How Congress misreads the Caucasus

Related Categories: Democracy and Governance; International Economics and Trade; Caucasus; Central Asia; Russia

In its zeal to make foreign policy, a power entrusted by the Constitution to the executive branch, Congress may be making a serious error regarding American interests in the Caucasus. Recently Congress threatened to impose sanctions on Azerbaijan for its human rights shortcomings and authorized a small expenditure for demining in Nagorno-Karabakh.

These moves have, in turn, prompted several Azerbaijani officials to warn that they would then cut off ties to NATO if sanctions are imposed. While sanctions can serve useful purposes in U.S. foreign policy, e.g., Iran and Russia, they are not necessarily the answer to Azerbaijan’s policies at home. And funding Armenia, even if rhetorically and with minimal amounts of money, only exacerbates the situation.

Indeed, it is clear that Congress has not thought through the nuances of the Caucasus in its haste to adopt this legislation. The authorization for demining in Nagorno-Karabakh calls the region Nagorno-Karabakh, Azerbaijan, when it is in fact occupied by Armenia. Therefore, this resolution owes more to U.S. domestic politics — a congressman in a heavily Armenian district needing to gain popular support as re-election looms — than it does to foreign policy. And at the same time, it shows the inadequacy of this congressional response because it antagonizes Azerbaijan for no discernible purpose that advances U.S. interests or strategic gain while betraying congressional ignorance of the facts on the ground.

This kind of heavy-handed policymaking under conditions of insufficient or inadequate knowledge also does not advance U.S. interests either regarding human rights or in fostering peace in the Caucasus. By essentially disregarding the fact that Nagorno-Karabakh remains occupied territory and attacking Baku’s human rights record, Congress, perhaps unintentionally or unwittingly, sends Baku a message that the U.S. is not interested in its agenda or problems.

That message only encourages hard-liners inside Azerbaijan who would be all too happy to incline to Moscow to justify what would amount to Azerbaijan’s subordination to Russia with the argument that we have nothing to gain or fear from Washington because it clearly is against Azerbaijan. While this Azerbaijani argument dangerously misreads Azerbaijan’s true interest in sustaining its independence from Russia, such congressional blundering gives its advocates a pretext behind which they can hide and justify their desire to tie Azerbaijan to Vladimir Putin’s tender mercies.
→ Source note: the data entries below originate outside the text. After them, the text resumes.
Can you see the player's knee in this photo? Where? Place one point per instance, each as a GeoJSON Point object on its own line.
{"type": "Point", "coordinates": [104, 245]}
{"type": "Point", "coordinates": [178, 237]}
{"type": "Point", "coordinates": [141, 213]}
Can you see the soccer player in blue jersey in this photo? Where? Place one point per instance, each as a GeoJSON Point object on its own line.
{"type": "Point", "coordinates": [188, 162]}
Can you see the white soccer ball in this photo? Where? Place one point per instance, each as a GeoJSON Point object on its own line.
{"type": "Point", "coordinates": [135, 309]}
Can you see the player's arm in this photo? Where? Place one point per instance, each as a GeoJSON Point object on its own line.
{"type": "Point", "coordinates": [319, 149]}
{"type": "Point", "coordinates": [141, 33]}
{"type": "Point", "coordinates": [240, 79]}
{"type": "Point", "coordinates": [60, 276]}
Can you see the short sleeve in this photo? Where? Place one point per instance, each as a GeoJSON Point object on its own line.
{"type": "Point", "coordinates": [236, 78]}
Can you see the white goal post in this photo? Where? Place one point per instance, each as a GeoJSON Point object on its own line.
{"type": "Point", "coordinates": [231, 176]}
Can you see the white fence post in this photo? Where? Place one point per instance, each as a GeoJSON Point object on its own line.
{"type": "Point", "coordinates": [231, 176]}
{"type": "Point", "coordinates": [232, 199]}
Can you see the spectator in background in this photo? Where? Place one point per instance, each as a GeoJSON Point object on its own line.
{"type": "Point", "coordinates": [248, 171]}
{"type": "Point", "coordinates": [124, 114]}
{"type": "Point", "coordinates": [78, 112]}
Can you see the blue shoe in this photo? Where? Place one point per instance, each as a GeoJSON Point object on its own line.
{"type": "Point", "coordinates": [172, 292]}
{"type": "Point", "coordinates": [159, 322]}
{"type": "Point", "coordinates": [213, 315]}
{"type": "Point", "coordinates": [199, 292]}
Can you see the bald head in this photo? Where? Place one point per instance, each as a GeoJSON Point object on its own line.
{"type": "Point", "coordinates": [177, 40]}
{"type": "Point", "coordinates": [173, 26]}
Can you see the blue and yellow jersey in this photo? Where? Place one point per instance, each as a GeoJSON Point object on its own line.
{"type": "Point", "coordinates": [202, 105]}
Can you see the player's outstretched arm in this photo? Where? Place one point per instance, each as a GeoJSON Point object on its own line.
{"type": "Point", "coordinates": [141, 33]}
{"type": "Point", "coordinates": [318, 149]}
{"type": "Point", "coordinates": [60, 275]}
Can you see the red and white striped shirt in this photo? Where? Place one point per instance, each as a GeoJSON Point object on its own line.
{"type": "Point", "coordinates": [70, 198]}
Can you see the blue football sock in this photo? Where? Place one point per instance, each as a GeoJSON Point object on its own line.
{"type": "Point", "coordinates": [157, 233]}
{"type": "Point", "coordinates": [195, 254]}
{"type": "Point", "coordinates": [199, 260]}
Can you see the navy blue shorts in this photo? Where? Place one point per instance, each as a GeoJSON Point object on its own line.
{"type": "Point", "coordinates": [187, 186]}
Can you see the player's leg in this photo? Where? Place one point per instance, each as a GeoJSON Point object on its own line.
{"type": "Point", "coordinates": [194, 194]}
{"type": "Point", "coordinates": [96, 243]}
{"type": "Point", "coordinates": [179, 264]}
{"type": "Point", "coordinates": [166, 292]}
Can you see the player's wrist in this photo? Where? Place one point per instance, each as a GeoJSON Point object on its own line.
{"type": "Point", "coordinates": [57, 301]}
Thus, these sanctions damage U.S interests, for it is clear that a pro-Russian Azerbaijan will be even more immune to U.S. human rights charges and that peace in the Caucasus will be surrendered as an issue to Moscow’s discretion, a guarantee that there will be no peace. We need to understand, as do strategists like Edward Luttwak, that the pursuit of human rights is a powerful and discriminating tool for the advancement of both U.S. interests and values.

Therefore, we must wield it intelligently to achieve our desired effects. Pique, combined with an uninformed moralism, are therefore not sound bases for foreign policymaking. If we want better Azerbaijani policy on human rights then we must show Baku that it has something to gain from doing so and not ostracize it no matter what its policies are. That only reinforces those actors who argue that Baku has a Russian alternative to play and gains nothing for us. This wiser policy also means an intensified U.S. interest in the resolution of the Nagorno-Karabakh conflict and in the overall security of the Caucasus.

Moreover, there is added reason to show more awareness of the benefits available to Washington here because President Trump’s new Afghanistan policy squarely challenges Pakistan, which has been the main logistical hub of our effort there. If Pakistan retaliates by closing that logistical channel, the only usable supply line then becomes an air corridor directly over Azerbaijan among other countries.

Ignoring Baku’s real security agenda and punishing it for its human rights derelictions is hardly a way to win overflight rights to defend human rights and international interests against Islamic terrorism. Therefore, if U.S. policy is to serve the cause of human rights, let it do so intelligently, strategically and with fuller understanding of the regional dynamics of countries with whose behavior we have a problem. Ultimately, that is a more effective way to secure not only our interests but also progress toward the dissemination of those values that we have always proclaimed belong to every human being. For if we merely register our anger and do so in ways that simultaneously also reveal our ignorance of regional security issues, we will achieve neither human rights nor pro-American governments nor peace.

If we take the right to life seriously, preservation or attainment of peace in areas now afflicted by protracted regional conflicts represents not only the attainment of critical U.S. interests, it also represents the satisfaction of the human right from which all others derive, i.e., peace and the right to life.

• Stephen Blank is a senior fellow at the American Foreign Policy Council and a former MacArthur Fellow at the U.S. Army War College.